In the fifteen additional years, he was given, Hizkiyahu made two terrible mistakes. In addition to providing the Bavelim reason to attack Y’hudah (see 39:5-8), he fathered a son named Manasseh – the worst king in Y’hudah‘s history. It was Manasseh who finally brought down the judgment of God upon Y’hudah.
I believe Hizkiyahu’s story is recorded to show us that there is both a perfect and permissible will of God. Therefore, the best way to pray is to pray as Yeshua did in the Garden of Gethsemane, “Father, if you are willing, take this cup away from me; still, let not my will but yours be done.” ~ Luke 22:42 (CJB)
17 though instead of peace, I felt very bitter. You desired my life and preserved it from the nothingness pit; for you threw all my sins behind your back.
Hizkiyahu‘s bitterness refers back to his mournful reaction to news of his impending death. This bitterness is what led him to seek God in prayer and ultimately to God’s relenting from His death sentence. The king referred to the grave as the nothingness pit. After all, in the grave, the body rots and turns to dust.
18 “Sh’ol cannot thank you; death cannot praise you; those descending to the pit cannot hope for your truth.
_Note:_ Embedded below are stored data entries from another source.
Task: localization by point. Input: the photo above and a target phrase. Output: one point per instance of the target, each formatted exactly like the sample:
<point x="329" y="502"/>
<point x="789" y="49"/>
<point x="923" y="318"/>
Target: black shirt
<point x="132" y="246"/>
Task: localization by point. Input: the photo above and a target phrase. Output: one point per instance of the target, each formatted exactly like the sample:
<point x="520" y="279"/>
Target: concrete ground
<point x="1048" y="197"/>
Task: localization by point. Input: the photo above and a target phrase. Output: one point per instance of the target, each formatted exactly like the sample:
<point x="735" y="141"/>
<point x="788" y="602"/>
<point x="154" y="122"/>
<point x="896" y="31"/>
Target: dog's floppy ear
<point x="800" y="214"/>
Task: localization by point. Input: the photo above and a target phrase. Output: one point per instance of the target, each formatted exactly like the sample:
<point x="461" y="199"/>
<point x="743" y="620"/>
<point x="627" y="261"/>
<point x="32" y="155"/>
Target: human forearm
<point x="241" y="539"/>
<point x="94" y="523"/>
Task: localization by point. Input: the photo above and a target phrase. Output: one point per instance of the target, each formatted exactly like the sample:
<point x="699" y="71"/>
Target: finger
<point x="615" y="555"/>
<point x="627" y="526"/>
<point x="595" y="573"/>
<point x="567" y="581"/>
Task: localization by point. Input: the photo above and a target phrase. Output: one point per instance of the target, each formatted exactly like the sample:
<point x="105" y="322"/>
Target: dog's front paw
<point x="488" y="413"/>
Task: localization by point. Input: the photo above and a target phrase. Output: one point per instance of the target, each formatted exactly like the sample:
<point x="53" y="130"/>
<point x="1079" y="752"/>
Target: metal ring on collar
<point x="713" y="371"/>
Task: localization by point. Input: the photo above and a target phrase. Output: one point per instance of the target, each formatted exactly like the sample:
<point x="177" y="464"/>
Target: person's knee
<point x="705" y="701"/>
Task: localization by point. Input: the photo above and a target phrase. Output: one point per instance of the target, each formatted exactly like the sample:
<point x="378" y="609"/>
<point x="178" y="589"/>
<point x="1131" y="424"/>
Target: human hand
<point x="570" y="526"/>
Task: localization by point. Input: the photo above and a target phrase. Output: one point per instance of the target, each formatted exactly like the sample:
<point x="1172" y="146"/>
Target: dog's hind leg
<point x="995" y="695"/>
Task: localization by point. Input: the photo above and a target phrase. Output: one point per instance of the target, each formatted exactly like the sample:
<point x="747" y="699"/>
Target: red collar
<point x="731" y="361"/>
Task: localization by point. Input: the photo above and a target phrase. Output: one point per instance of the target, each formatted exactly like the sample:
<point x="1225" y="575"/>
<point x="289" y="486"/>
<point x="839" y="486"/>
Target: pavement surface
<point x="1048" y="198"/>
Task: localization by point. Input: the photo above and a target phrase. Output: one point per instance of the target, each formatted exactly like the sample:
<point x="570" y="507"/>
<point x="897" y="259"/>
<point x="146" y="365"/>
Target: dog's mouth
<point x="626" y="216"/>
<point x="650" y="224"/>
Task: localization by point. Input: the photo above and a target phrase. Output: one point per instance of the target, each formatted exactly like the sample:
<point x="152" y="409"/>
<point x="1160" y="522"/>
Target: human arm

Here Sh’ol and death are personified. The implication, as made clear by the phrase those descending to the pit, is that the dead can no longer have hope or praise God.
19 The living, the living – they can thank you, as I do today; fathers will make their children know about your faithfulness.
Adonai benefits from keeping His saints alive. The living can praise Him, and they can share that praise with the following generations.
20 Adonai is ready to save me; hence, we will make our stringed instruments sound all the days of our life in the house of Adonai.”
Hizkiyahu sang this song of deliverance after being given fifteen additional years to live on earth. We have been given not fifteen years, but all of eternity – not to live on earth, but eternal life with Yeshua heaven. How much more significant, then, should our song of deliverance be!
21 Then Yesha‘yahu said, “Have them take a fig-plaster and apply it to the inflammation, and he will recover.” 22 Hizkiyahu asked, “What sign will there be that I will be able to go up to the house of Adonai?” ~ Isaiah 38:9-22 (CJB)
These last two verses are an appendix that fills in some facts from earlier in the story. Apparently, Hizkiyahu had a skin disease, perhaps a boil that was causing his body temperature to rise dangerously. Here, we see that, while God performed the miracle of moving the clock backward, He also used a common medicinal substance of the day to heal Hizkiyahu. Medicine doesn’t heal. Miracles don’t heal. Our immune systems don’t heal. It is God who heals. And He can use medicine, miracles, our bodies, or a combination of all three to do His will.